Saucisson d’âne et champagne

Salut, c’est Manu, Manu Flacdo, le roi du digeot.

Grosse semaine pour nous, avec deux matchs au menu, du saucisson corse en apéro, et une cuite au champagne pour le digeot.
Pour survivre à cet enchainement de difficultés, le mister Coach a renforcé le groupe, incluant des p’tits gars pas forcément habitués à être dans la pleine lumière du numérobis, enfin pour le coup, c’est le numéroter ou le numérocouatro.

D’ailleurs, cette lumière, je l’ai prise en pleine poire, enfin, en pleine une on va dire. Celle de l’Équipe, qui se prend pour Buffy en pleine chasse aux buveurs de sang défiscalisés.
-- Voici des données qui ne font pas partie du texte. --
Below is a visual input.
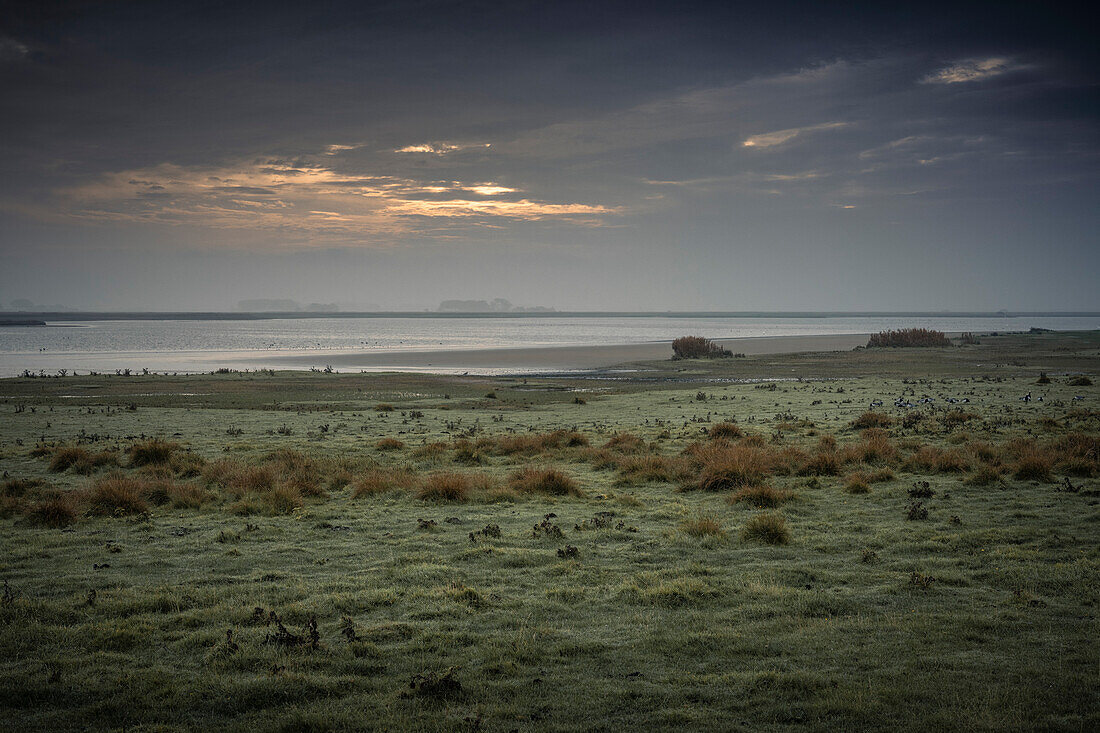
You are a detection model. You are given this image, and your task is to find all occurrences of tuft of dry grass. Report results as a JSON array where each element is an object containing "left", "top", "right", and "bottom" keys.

Par tradition, avant le match, le Mister coach nous abreuve d’un discourt censé nous expliquer l’adversaire, ce qu’il faudra faire, ce qu’il ne faudra pas oublier, tout ça et plus encore. Pour ma part, je ne retiens qu’un truc : faire des appels, marquer des buts, et être bien coiffé au moment du salto.
Malheureusement, cette fois-ci, il a pris un ton nettement plus solennel, d’un modeste haut, d’un Toto qui la chie (drôle de blague…) Bref, il a même été obligé d’enlever ses lunettes en signe de gravité.
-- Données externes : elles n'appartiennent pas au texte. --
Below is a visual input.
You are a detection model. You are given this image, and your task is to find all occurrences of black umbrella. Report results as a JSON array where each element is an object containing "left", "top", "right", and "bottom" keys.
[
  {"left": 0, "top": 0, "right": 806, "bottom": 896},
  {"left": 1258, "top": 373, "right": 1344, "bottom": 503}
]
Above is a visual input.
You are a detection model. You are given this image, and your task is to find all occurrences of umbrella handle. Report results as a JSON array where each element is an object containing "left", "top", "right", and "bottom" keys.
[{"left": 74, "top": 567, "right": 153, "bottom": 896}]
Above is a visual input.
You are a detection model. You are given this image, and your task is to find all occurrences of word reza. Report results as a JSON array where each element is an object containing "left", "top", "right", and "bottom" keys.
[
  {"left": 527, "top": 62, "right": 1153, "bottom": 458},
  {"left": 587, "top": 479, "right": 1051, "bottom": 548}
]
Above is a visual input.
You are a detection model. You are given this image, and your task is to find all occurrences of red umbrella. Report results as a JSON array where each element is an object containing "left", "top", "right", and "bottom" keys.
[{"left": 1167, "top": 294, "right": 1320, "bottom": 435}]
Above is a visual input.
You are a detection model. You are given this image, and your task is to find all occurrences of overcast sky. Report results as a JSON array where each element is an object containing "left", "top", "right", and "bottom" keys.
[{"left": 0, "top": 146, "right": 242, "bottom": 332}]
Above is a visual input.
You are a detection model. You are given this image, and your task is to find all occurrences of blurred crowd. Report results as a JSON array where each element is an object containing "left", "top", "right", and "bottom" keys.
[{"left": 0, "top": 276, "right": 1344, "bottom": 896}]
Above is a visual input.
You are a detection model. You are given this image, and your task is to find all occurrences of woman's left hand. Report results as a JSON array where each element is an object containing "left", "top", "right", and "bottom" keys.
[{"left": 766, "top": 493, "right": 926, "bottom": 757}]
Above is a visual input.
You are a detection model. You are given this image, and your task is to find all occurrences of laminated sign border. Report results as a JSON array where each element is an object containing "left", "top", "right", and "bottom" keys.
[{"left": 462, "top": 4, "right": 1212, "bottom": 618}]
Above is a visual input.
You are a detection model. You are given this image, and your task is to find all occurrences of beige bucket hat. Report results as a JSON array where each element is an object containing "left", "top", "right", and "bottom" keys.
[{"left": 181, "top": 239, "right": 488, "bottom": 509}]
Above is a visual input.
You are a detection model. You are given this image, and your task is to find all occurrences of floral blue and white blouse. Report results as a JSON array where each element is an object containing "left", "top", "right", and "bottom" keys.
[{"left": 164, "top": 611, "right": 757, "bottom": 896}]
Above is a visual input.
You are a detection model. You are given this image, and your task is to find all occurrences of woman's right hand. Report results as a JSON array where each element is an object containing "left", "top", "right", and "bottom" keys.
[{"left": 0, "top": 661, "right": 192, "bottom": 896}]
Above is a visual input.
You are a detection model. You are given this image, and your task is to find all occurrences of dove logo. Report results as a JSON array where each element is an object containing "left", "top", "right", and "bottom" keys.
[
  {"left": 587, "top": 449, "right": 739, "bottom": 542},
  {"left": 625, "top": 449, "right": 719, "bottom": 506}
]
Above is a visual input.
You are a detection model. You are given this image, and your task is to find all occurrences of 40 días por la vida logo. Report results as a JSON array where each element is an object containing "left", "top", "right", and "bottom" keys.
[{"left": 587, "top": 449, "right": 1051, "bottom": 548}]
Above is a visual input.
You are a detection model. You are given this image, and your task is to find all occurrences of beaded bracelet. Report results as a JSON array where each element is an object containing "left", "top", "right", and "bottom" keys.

D’ailleurs, l’embuscade s’est confirmée dès notre arrivée au Stade. Jeannot m’a tourné autour durant tout l’échauffement, avec l’œil aguerri du vieux tigre, que même Ramdam il arrive pas à faire le même. Moi j’ai vite compris son petit manège, car j’étais déjà au courant.
En fait, c’est grâce à Yacob. On l’a retrouvé en fait, ça faisait 15 jours qu’il était planqué dans le placard du bureau du Mister Coach. Alors vous pouvez me croire, il en a entendu des choses, dont celle concernant ce bon vieux Jeannot.

D’ailleurs, ça n’a pas loupé. Au moment de sortir du vestiaire, à droite j’avais l’arbitre qui vérifiait si je n’avais pas de chaine, à gauche Jeannot me tâtait les protèges tibias. Il a trouvé mon iPhone le bougre. Va falloir que je pense à le planquer ailleurs la prochaine fois.

Sympa, il a quand même twitté pour saluer mon nouveau but, et celui de Ramdam juste après.

Puis silence radio. Après le match, on avait gagné, mais j’avais les boules. D’ailleurs, je n’ai rien twitté de la soirée, signe de gravitude extrême non ?

Le lendemain du match, le réveil est difficile… On avait un peu abusé du sorbet citron avec Layin. Et alors que je prenais ma voiture pour rentrer à la maison, Jeannot apparu sur la banquette arrière. Comment il a fait, je n’ai pas compris. Mais il n’était pas là, et d’un coup, il était là. Dinguerie !
Il a juste fait ça pour me rendre mon téléphone. Puis il a disparu. Pouf.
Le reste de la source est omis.